Wat is de bedoeling van de wetgever?

  • In de voorbereidende werken bij artikel 1 van de Wet gewaarborgde gezinsbijslag wordt volstaan met de vereiste dat het verblijf van de aanvrager van vreemde nationaliteit “regelmatig” moet zijn (Verslag aan de Koning bij het koninklijk besluit nr. 242 tot wijziging van de wet van 20 juli 1971 tot instelling van gewaarborgde kinderbijslag, BS 13 januari 1984, 379).
  • Verblijf met een attest van immatriculatie is zeker regelmatig, aangezien de gemeente dat attest afgeeft in duidelijk omschreven en gecontroleerde situaties, waarbij de vreemdeling wordt ingeschreven in het rijksregister, en waarbij het attest van immatriculatie dient om het verblijf voorlopig toe te laten en te dekken.
  • De meeste vreemdelingen met attest van immatriculatie verblijven nog geen vier jaar in België en komen daarom al niet in aanmerking voor gewaarborgde gezinsbijslag.
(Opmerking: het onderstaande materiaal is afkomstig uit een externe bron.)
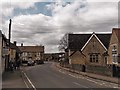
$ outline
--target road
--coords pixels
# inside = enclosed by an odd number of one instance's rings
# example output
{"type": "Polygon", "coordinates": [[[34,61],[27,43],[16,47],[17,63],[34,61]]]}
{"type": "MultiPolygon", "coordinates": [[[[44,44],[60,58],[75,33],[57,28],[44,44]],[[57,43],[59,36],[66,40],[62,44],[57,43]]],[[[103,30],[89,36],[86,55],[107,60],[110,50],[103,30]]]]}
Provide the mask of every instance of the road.
{"type": "Polygon", "coordinates": [[[116,84],[64,71],[53,62],[24,68],[35,88],[115,88],[116,84]]]}

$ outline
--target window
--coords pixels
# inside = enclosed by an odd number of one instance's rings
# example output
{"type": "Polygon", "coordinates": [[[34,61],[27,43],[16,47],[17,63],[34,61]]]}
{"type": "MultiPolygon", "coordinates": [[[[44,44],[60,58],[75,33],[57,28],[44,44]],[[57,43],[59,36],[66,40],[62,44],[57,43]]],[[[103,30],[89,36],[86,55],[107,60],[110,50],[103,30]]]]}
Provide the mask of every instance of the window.
{"type": "Polygon", "coordinates": [[[98,54],[90,54],[89,59],[90,59],[90,62],[98,63],[99,56],[98,54]]]}

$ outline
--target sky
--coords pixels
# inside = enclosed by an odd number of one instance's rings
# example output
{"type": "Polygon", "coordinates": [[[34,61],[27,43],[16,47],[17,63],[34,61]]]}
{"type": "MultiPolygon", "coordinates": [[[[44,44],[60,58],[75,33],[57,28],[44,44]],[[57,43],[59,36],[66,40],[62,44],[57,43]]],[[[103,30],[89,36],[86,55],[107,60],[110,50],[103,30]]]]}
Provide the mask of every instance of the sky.
{"type": "Polygon", "coordinates": [[[12,42],[44,45],[46,53],[59,52],[66,33],[111,32],[118,27],[119,0],[2,0],[0,30],[12,42]]]}

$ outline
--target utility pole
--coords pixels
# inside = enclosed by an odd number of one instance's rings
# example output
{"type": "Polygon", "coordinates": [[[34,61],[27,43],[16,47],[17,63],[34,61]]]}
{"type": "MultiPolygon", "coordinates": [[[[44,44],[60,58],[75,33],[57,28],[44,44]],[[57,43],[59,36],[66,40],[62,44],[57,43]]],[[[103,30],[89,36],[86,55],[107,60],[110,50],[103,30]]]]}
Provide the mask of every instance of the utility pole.
{"type": "Polygon", "coordinates": [[[9,23],[9,41],[8,41],[8,47],[9,47],[9,54],[8,54],[8,60],[7,60],[7,69],[9,70],[9,61],[10,61],[10,40],[11,40],[11,23],[12,20],[10,19],[10,23],[9,23]]]}

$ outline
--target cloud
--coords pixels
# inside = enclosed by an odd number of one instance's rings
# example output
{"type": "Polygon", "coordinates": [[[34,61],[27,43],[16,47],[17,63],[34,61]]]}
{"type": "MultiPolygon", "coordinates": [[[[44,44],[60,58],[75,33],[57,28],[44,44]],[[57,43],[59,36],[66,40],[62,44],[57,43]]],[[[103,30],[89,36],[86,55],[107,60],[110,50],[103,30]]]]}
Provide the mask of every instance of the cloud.
{"type": "MultiPolygon", "coordinates": [[[[8,6],[6,7],[6,10],[8,6]]],[[[11,4],[13,9],[35,7],[34,2],[11,4]],[[23,7],[22,7],[23,6],[23,7]],[[25,7],[24,7],[25,6],[25,7]]],[[[24,45],[45,45],[45,52],[58,52],[59,40],[70,32],[111,32],[118,24],[117,2],[53,2],[46,5],[52,16],[42,13],[13,16],[12,41],[24,45]]],[[[7,12],[7,11],[6,11],[7,12]]],[[[4,12],[3,12],[4,14],[4,12]]],[[[3,20],[3,30],[8,30],[9,21],[3,20]]]]}

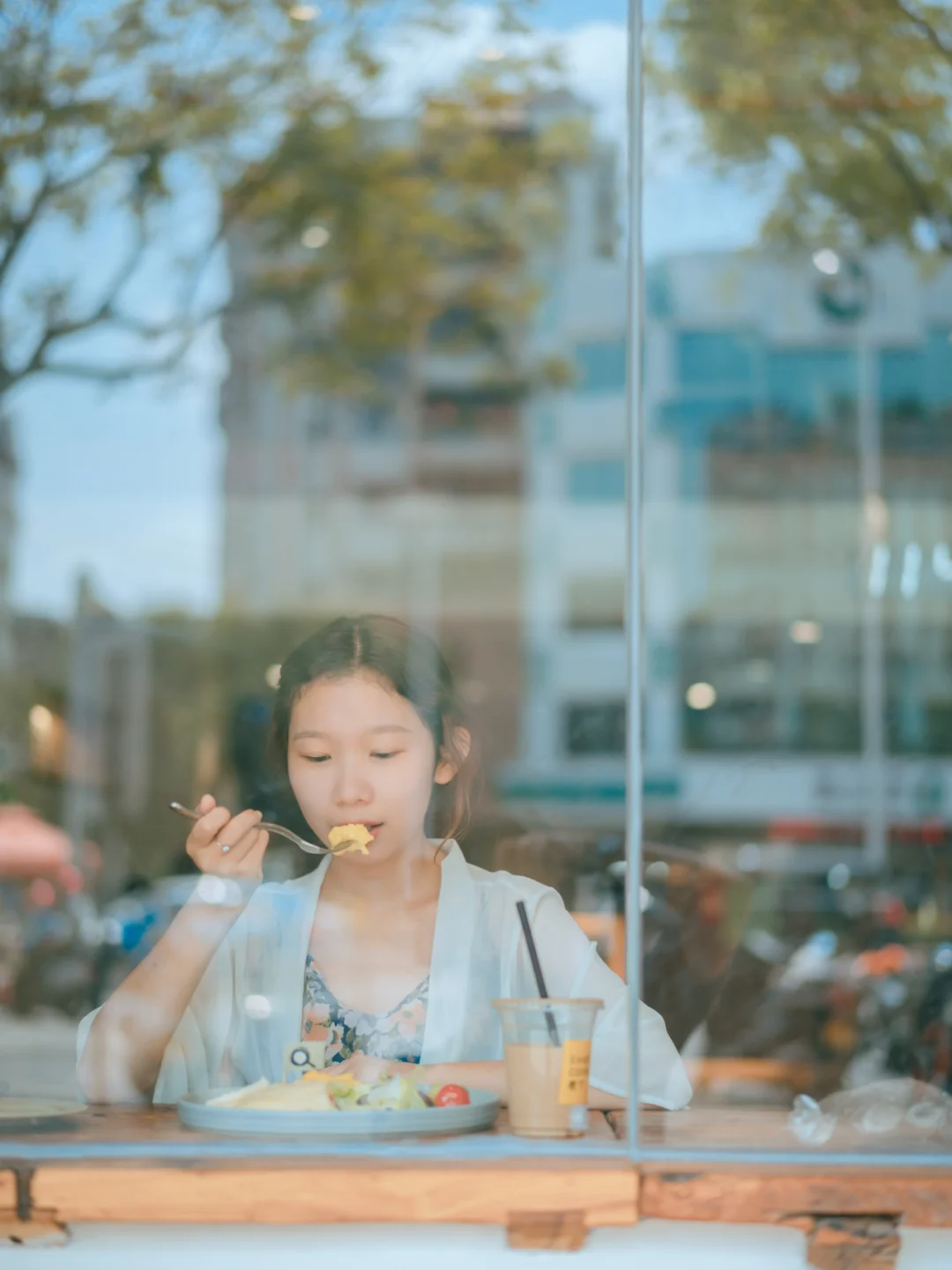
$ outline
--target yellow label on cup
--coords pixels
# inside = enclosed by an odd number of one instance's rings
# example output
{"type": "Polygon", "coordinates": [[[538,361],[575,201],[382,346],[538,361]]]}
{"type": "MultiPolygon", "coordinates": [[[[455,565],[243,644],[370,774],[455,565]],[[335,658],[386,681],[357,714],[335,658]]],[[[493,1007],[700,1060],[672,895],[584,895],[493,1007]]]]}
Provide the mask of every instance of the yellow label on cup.
{"type": "Polygon", "coordinates": [[[559,1077],[559,1105],[585,1105],[588,1101],[590,1040],[567,1040],[562,1046],[562,1076],[559,1077]]]}

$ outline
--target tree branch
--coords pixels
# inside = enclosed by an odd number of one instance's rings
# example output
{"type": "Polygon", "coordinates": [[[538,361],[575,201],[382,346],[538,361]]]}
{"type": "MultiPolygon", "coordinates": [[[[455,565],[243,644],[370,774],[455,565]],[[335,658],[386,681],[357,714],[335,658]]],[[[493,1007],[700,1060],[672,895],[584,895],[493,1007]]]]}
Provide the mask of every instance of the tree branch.
{"type": "Polygon", "coordinates": [[[904,3],[904,0],[892,0],[892,4],[895,5],[896,9],[899,9],[899,11],[905,18],[908,18],[909,22],[913,23],[916,30],[921,32],[921,34],[925,36],[925,38],[929,41],[932,47],[938,53],[941,53],[943,57],[946,57],[948,61],[952,62],[952,46],[944,42],[942,36],[938,33],[938,30],[935,30],[935,28],[930,22],[923,18],[920,13],[916,13],[914,9],[910,9],[909,5],[904,3]]]}
{"type": "Polygon", "coordinates": [[[933,196],[909,165],[905,155],[901,152],[892,137],[888,136],[888,133],[882,132],[880,128],[873,127],[867,119],[859,119],[858,122],[859,127],[878,149],[890,168],[892,168],[892,170],[905,183],[906,189],[913,196],[915,204],[919,208],[919,215],[924,216],[928,221],[935,221],[937,210],[933,196]]]}
{"type": "Polygon", "coordinates": [[[37,190],[37,193],[36,193],[36,196],[33,198],[33,202],[29,204],[29,207],[23,213],[23,216],[20,216],[19,220],[15,220],[13,222],[13,229],[10,230],[10,236],[6,240],[6,245],[4,246],[3,251],[0,253],[0,287],[3,286],[4,277],[6,276],[6,273],[10,269],[10,265],[14,262],[14,257],[17,255],[17,251],[23,245],[23,240],[29,234],[29,231],[33,229],[33,225],[36,224],[37,217],[39,216],[41,211],[43,210],[43,204],[46,203],[47,198],[50,197],[51,188],[52,187],[51,187],[51,183],[50,183],[50,178],[44,177],[41,187],[39,187],[39,189],[37,190]]]}

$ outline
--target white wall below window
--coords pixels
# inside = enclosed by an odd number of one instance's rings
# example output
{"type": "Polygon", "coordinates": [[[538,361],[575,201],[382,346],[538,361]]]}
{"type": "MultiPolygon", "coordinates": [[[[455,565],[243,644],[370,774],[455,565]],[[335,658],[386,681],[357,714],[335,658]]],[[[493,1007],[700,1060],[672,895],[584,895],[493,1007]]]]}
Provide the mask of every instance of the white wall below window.
{"type": "MultiPolygon", "coordinates": [[[[235,1196],[240,1203],[240,1196],[235,1196]]],[[[642,1222],[577,1253],[515,1252],[479,1226],[78,1226],[66,1248],[17,1250],[24,1270],[259,1270],[264,1264],[386,1270],[807,1270],[803,1236],[770,1226],[642,1222]]],[[[948,1270],[952,1231],[906,1231],[896,1270],[948,1270]]]]}

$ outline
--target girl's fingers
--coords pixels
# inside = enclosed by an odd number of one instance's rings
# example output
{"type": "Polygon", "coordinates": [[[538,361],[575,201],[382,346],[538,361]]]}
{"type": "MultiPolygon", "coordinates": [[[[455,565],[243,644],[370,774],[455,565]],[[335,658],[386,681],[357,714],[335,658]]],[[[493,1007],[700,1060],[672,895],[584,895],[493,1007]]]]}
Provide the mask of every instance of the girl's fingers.
{"type": "MultiPolygon", "coordinates": [[[[231,824],[229,824],[229,827],[224,831],[224,837],[219,834],[219,842],[225,842],[229,847],[229,850],[222,852],[222,855],[226,855],[233,865],[243,864],[258,839],[257,823],[261,820],[261,812],[254,812],[252,814],[255,815],[257,819],[252,822],[240,838],[235,837],[233,829],[233,826],[238,824],[238,817],[235,817],[231,824]]],[[[219,847],[219,851],[221,851],[221,847],[219,847]]]]}

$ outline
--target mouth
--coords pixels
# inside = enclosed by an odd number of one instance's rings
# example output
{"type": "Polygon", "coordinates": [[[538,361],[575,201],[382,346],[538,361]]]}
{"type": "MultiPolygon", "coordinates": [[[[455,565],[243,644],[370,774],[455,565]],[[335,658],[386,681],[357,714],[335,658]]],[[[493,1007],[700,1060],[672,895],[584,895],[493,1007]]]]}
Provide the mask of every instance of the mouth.
{"type": "Polygon", "coordinates": [[[362,824],[364,828],[367,831],[367,833],[371,834],[371,837],[376,837],[377,831],[383,829],[383,827],[384,827],[384,822],[383,820],[348,820],[347,823],[348,824],[362,824]]]}

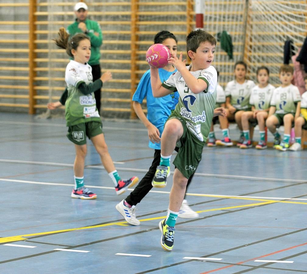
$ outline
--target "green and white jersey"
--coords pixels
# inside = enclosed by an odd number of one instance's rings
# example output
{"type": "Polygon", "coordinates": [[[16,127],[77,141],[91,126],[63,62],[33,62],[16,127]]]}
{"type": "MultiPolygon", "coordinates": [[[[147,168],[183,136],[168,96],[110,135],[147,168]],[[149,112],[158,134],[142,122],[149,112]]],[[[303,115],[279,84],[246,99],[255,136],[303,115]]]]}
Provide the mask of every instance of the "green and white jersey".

Analyse van het Hof van Cassatie

Het Hof van Cassatie oordeelde op 8 april 2019 dat de houder van een attest van immatriculatie voldoet aan de voorwaarde van "toelating of machtiging tot verblijf" volgens de Verblijfswet. Het Hof van Cassatie verduidelijkt dat dit een tijdelijk en precair verblijf is, maar geeft aan dat dit geen uitstaans heeft met het feit dat de betrokkene aan de voorwaarde van "toelating of machtiging" voldoet.